On January 2, 2009, the Identity Theft Resource Center (ITRC) released its report(.pdf) on data breaches in the United States in 2008 (you can read the Washington Post’s primer on the ITRC’s findings here). The raw numbers are headline grabbing — 656 data breaches in 2008, a 47% increase from 2007. The sharp increase in numbers from 2007 to 2008 could be a result of an increase in data breach incidents, and most of the reporting on the ITRC’s report take this view, but it could also be due to increased media interest, new mandatory reporting laws, and a greater public interest in the issue. As in 2007, the ITRC relied on public reporting of breaches to compile its list, so the ITRC’s findings should be expected in increase as public reporting of data breach incidents increase.
The ITRC also reports that over 35.5 million personal and/or financial records are known to have been exposed in 2008. This number includes only those breaches where a public report indicated how many records were actually exposed, 402 of the 656 reported breaches including the 16 breaches where no records were actually exposed as they were encrypted or in some other way protected, and does not include any of the 254 breaches where an unknown number of records were exposed. So the actual number of exposed records is likely much higher, possibly in the range of 58 million records exposed (assuming that the breaches where the numbers are known are representative, and that the underlying math was done correctly).
Beyond the raw numbers, the trends in data breaches revealed by the ITRC report are also interesting. When we hear about personal information being stolen, security breaches, and identity theft, often our first impulse is to blame hackers and Internet criminals, strangers to an organization that seek to take advantage of flaws in firewalls, networks and computer systems to obtain valuable information. This assumption may be the result of the number of high profile breaches that have been traced to hackers, including:
- Heartland Payment Systems (100 million+ accounts, January 2009)
- TJX (45.6 million accounts, March 2007)
- CardSystems Solutions (40 million+ accounts, Late 2004)
- Data Processors International (8 million accounts, February 2003)

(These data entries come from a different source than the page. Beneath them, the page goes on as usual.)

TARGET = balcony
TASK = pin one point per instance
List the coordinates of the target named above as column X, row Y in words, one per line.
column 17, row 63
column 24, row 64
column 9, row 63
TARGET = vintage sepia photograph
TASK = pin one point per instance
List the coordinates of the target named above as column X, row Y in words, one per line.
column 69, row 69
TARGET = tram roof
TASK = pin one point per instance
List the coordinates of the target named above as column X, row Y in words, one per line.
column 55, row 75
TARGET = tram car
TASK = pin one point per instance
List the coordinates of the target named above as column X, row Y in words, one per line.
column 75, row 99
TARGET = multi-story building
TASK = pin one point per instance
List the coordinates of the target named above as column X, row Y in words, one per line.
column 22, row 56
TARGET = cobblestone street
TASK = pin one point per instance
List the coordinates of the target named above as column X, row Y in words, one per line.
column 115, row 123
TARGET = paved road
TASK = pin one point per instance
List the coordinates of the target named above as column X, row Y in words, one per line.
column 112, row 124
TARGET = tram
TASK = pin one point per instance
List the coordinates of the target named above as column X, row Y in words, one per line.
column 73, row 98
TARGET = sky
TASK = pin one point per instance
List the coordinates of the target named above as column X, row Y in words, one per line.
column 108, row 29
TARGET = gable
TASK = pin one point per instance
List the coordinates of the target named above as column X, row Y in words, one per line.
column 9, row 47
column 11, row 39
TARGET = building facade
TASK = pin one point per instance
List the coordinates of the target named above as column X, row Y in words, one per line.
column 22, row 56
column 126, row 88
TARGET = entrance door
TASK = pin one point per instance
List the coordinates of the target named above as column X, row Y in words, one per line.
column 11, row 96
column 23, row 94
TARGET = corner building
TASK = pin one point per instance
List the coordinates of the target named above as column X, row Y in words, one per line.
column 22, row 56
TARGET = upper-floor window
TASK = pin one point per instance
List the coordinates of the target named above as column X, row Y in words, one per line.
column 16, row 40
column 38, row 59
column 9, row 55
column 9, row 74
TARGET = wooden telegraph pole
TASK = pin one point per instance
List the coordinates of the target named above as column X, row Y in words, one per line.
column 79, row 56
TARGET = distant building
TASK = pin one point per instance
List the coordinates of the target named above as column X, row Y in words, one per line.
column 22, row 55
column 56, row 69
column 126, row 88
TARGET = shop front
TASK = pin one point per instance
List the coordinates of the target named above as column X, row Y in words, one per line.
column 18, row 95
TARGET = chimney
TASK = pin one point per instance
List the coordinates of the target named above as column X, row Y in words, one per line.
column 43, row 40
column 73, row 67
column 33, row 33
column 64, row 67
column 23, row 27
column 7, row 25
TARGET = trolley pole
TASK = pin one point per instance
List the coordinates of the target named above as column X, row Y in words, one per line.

Of course, while hackers remain a threat, the ITRC Report suggests that businesses may face greater threats elsewhere.
The ITRC Reports statethat in 2008 only 91 breaches were the result of hacking, 13.9% of all known breach incidents, while 86.1% of incidents were due to accidental exposure, “data on the move,” insider theft, and subcontractor error as well as nearly 25% of all breaches that the ITRC has not categorized.
13.9% is not an insignificant number, and the fact that hacking accounted for a greater percentage of the 35.5 million records exposed, 19%, shows how important working to prevent this sort of breach can be. However, to focus on hacking exclusively, when worrying about data breaches, is to ignore the remaining 86.1% of security breaches. This series of posts will look at the trends in reported data breaches and discuss key incidents in each category and useful prevention strategies.